Anyone who has written code to work with SEC filings understands how messy the filings can actually be despite their apparent standardization. The 10-K is a form that the filer is supposed to fill out. But when you start writing regular expressions to find and parse sections of these filings for large sample it becomes clear very quickly how much variation there is in the presentation and language of what is seemingly very standardized.
I am working to improve our extraction of ITEM 7 Management’s Discussion and Analysis of Financial Condition and Results of Operations. Beginning in 1999 the SEC amended the 10-K to include Quantitative and Qualitative Disclosures of Market Risk. The specific requirement states clearly:
Since this follows Item 7 – if we want to isolate Item 7 we need to find the beginning of Item 7A as the cut-off for Item 7.
Based on the description above we should be able to write a straight-forward Regular Expression to identify this line. While there are different flavors – we use Python and to keep it general we should write something like ‘\n[ \t]*?ITEM[ \t]*?7A\.[ \t]*?Quantitative[ \t]*?and[ \t]*?Qualitative’,re.I. I am looking for all parts of the document that are new lines that may begin with 0 or more spaces or table followed with the word ITEM, more unknown number of spaces and tabs the number 7 . . . With the re.I I am allowing the case of the words to vary. With this expression I am giving some flexibility even though I would not necessarily expect to have to account for any variability because we are working with a form not a document that someone creates from scratch.

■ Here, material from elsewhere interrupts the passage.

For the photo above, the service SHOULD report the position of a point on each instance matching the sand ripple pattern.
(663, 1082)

Using the REGEX from above I was able to successfully identify the beginning of the ITEM 7A section of the 10-K in 79% of the sample. That sounds wonderful, except for the one year I am working with I have 4,170 observations. Thus, I still have to deal with another 750 observations. So the question comes down to this – how am I going to determine the correct way to identify the beginning of ITEM 7A for 750 companies?

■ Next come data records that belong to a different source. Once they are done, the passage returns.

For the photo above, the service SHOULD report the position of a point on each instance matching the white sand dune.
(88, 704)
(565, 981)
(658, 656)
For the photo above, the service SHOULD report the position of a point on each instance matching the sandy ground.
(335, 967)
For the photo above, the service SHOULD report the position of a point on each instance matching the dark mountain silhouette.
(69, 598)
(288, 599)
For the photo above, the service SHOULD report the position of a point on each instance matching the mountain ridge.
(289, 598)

To determine the actual data presentation I am going to have to review the documents for which I know there should be an ITEM 7A section of the 10-K but could not find one with my original expression. It doesn’t matter how I expect the data to be reported – it only matters how the data is actually reported. I have to look at the missing filings and sort out how the words they used to identify that section.

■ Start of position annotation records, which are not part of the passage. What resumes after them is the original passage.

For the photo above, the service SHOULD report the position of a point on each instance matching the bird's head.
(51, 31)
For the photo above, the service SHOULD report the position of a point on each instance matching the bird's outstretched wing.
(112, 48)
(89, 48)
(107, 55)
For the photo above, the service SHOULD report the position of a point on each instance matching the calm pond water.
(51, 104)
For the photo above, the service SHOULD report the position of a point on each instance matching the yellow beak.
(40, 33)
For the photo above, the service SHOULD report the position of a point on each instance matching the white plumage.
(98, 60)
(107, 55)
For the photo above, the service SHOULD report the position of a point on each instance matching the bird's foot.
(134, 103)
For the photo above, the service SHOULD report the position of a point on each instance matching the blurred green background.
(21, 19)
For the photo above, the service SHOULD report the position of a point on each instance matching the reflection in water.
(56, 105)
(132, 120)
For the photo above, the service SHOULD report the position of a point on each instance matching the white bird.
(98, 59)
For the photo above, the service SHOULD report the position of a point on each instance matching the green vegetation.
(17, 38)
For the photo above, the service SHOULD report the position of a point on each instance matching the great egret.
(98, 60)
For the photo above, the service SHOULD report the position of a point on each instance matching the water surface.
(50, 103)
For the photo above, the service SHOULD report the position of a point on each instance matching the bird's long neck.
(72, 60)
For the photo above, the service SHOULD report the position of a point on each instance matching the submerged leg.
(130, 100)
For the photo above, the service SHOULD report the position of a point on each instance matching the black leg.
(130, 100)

That is easy enough with directEDGAR. Since we localize all the filings – I am actually working with a local file version of the 10-K and so using the code I can easily view the path to a missing observation. Here is the first interesting variant I discover:
So instead of QUANTITATIVE AND QUALITATIVE this registrant decided to reverse the language in the form. An interesting question is – well how many did that? It turns out 95 did (roughly two percent of the total and 1/7th of the missing values). This discovery leads me to account for this in my REGEX so it gets a bit more complicated – ‘\n[ \t]*?ITEM[ \t]*?7A\.[ \t]*?(Qualitative|Quantitative)[ \t]*?and[ \t]*?(Qualitative|Quantitative)’,re.I. In this version I am asking to inspect for lines with QUANTITATIVE or QUALITATIVE followed by AND and then again QUANTITATIVE or QUALITATIVE.
Because I can trivially look at the 10-K documents with directEDGAR I can very easily identify the missing observations and modify my code as needed until the point of diminishing returns. What I mean here is that I am interested in collecting data, not writing the perfect regular expression (I will leave that to others more skilled). In one of the missing cases I saw this:
So Small Business Issuers are exempt. This tells me that I should do a search using the Search Extraction and Normalization Engine to find those filings with the phrase not provided quantitative. Because not is a search operator it has to be qualified to use it as a search word. This is accomplished by appending a tilde (~) to the word so the search phrase I am going to initially use to identify those 10-K filings where the issuer claims an exemption is not~ provided quantitative. Not a very fruitful search – only four filings (2 different CIKs).
My ultimate regular expression got very complicated (I even had to account for six different spelling mistakes). However, the process to create it was not complicated because every time I had missing values, I could look in the search results on my screen and immediately zero in on the more challenging documents to learn how their disclosure was different.